Spring prune while you thin

The best results from thinning occur when it is done from a week to 3 weeks after petal fall for any given species or variety. Later thinning won’t help apples produce next years flowers much (prevent biennial bearing) and won’t improve the overall quality of any fruit as much as earlier thinning- partially because size increase is created by cell division during early fruit development while later thinning primarily increases individual cell size, whether stone fruit or pomes. More cell density= more flavor. Serve early fruit growth well, then, if you can, discourage vigor later. If nature doesn’t rain on your parade you can use the spigot and keep watering to a minimum during the last 45 days of ripening or so.
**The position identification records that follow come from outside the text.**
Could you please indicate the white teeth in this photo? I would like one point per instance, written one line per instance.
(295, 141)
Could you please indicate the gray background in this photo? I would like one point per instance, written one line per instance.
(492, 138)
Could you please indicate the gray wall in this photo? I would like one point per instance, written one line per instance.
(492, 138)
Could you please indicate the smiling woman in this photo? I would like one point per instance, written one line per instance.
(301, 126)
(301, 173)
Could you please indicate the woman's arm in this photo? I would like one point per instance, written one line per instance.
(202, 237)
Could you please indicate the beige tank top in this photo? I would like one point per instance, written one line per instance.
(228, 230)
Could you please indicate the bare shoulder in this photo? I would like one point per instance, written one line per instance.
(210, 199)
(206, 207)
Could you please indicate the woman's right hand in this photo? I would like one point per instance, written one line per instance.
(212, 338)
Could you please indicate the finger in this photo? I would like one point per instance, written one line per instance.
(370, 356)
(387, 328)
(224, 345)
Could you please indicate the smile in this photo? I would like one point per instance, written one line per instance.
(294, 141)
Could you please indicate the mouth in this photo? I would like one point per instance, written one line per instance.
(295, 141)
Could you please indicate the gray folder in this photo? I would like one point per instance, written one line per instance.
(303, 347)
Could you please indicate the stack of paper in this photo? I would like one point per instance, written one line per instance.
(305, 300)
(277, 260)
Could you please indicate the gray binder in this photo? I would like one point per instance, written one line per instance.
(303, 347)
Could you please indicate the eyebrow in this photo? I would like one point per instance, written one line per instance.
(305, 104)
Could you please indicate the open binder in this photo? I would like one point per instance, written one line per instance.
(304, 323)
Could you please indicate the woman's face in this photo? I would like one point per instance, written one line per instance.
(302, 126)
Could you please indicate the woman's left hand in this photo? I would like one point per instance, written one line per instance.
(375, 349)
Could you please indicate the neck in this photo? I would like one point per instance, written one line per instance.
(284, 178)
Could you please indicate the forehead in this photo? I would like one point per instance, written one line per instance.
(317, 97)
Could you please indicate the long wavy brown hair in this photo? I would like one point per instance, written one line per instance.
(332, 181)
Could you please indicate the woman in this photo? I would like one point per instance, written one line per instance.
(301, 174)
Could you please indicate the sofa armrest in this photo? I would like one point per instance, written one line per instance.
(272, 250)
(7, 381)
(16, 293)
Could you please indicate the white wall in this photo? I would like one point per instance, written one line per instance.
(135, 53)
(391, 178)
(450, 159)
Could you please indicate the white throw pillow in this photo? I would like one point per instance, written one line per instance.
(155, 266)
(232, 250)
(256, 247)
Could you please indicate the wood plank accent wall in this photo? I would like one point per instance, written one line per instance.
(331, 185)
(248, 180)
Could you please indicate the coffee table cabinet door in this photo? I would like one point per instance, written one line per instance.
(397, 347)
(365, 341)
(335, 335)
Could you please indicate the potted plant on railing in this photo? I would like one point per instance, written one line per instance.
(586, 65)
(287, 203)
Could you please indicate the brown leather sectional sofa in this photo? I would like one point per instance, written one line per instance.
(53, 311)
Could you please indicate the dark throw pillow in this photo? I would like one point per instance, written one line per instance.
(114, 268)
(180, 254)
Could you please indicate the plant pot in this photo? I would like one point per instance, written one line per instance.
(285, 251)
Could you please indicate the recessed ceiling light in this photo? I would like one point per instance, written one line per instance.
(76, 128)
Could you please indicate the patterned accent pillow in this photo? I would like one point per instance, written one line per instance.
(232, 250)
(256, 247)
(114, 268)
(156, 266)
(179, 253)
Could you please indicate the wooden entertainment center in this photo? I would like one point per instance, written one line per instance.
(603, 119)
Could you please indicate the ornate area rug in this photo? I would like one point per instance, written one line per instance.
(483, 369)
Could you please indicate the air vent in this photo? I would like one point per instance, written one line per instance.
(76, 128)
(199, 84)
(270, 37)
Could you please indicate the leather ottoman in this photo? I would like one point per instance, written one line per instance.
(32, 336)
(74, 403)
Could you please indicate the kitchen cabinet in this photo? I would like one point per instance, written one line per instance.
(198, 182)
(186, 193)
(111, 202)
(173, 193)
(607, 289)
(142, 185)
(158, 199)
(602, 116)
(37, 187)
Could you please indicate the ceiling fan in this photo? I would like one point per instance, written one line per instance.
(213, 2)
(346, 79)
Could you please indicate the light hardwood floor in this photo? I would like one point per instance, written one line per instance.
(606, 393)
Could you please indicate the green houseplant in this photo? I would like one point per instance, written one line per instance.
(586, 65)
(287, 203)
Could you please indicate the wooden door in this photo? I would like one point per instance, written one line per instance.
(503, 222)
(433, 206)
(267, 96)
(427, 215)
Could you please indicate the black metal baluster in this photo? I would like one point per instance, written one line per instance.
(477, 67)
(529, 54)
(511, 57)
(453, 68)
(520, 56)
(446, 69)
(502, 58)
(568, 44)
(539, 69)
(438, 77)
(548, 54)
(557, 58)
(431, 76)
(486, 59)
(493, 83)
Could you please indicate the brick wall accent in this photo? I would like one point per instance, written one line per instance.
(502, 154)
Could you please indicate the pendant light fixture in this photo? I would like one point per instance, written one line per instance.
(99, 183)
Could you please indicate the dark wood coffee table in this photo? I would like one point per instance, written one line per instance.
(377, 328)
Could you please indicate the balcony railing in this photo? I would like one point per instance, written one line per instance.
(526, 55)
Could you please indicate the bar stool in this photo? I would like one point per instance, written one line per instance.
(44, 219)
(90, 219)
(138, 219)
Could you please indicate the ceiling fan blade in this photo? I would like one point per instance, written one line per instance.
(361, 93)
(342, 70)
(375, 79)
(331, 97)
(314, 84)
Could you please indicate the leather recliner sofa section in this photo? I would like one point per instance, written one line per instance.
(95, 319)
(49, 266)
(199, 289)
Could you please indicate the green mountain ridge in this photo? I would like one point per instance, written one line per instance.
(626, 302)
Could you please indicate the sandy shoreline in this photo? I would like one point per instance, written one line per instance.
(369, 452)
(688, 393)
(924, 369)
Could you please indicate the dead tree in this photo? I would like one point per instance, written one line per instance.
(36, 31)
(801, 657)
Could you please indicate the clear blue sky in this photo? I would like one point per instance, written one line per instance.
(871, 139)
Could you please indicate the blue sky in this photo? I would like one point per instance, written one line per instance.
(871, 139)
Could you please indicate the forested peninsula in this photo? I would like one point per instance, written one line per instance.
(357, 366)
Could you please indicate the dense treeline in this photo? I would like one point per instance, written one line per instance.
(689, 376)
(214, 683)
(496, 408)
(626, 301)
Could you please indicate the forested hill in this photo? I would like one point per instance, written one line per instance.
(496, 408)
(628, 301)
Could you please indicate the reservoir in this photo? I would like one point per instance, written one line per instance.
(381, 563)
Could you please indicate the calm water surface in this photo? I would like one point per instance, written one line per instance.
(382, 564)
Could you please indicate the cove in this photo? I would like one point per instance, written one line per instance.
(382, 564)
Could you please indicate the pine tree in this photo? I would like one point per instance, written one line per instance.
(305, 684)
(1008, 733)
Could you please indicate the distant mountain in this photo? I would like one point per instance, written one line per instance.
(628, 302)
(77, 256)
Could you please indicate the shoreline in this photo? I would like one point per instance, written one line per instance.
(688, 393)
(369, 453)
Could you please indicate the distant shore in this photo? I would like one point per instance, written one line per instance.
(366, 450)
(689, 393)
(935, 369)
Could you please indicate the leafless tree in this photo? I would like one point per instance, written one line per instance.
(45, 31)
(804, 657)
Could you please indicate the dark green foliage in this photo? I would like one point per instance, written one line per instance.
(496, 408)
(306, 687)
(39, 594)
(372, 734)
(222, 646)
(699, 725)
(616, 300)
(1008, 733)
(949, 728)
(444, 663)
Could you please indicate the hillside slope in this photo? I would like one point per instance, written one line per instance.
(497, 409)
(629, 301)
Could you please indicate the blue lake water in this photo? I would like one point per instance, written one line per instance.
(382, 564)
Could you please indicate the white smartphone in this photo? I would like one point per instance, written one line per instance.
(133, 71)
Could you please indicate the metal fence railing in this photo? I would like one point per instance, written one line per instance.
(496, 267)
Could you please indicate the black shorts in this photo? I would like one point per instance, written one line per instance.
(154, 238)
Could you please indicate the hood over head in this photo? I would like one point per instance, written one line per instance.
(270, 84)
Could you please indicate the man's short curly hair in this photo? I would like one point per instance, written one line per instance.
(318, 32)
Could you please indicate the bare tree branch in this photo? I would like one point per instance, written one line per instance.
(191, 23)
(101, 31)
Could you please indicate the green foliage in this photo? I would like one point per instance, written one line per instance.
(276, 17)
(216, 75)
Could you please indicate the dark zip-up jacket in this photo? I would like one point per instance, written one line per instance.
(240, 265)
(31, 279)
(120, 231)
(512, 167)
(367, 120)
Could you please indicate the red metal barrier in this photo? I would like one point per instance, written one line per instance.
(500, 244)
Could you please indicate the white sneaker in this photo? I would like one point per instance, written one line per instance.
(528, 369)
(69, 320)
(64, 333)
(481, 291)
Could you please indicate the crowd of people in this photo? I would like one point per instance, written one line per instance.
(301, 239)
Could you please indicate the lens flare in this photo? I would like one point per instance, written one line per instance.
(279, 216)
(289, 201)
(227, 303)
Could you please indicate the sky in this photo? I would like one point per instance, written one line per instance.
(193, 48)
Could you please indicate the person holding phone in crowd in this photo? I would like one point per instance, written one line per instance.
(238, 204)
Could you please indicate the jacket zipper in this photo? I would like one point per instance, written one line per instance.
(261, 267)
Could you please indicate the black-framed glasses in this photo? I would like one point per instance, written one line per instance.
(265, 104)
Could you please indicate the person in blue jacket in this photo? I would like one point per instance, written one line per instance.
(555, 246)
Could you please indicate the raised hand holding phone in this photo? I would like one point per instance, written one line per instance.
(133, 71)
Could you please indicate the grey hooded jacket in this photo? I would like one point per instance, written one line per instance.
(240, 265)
I have been doing a great deal of thinning for the last week, starting immediately after my 1st insecticide app which I time with last apples that lose their petals for all the fruit we grow. One thing I think is important with vigorous, free-standing trees is to prune as you thin to make sure a lot of light reaches the leaves near the fruit. This means brushing off watersprouts forming on big wood with apples and pears, but also selectively cutting crowding branches that looked alright before leaf-out. Also any stonefruit shoots without fruit, or any growth that isn’t serving well-lit fruit in general. Every medium sized peach or apple needs about 30 leaves serving it to reach max quality, and that is what most home-growers are shooting for.

If you are worried about fruit being damaged after initial thinning you can thin the fruit to half the desired distance your first time through- say to 4" apart for peaches. I think the results will be as good for the eventual harvested fruit, although I have no data on how much energy fruit sucks at which stages of development. Incidentally smaller fruit is proportionately spaced closer. My first go-through for plums I tend only to remove all touching fruit, especially E-plums.

I’ve stated on this forum many times that excessively shaded leaves permanently lose their ability to harvest light, even when summer pruning opens things up for them. Whence the increased value of judicious spring pruning while you thin. This is especially true in typical home orchards that don’t get dawn to dusk sun exposure.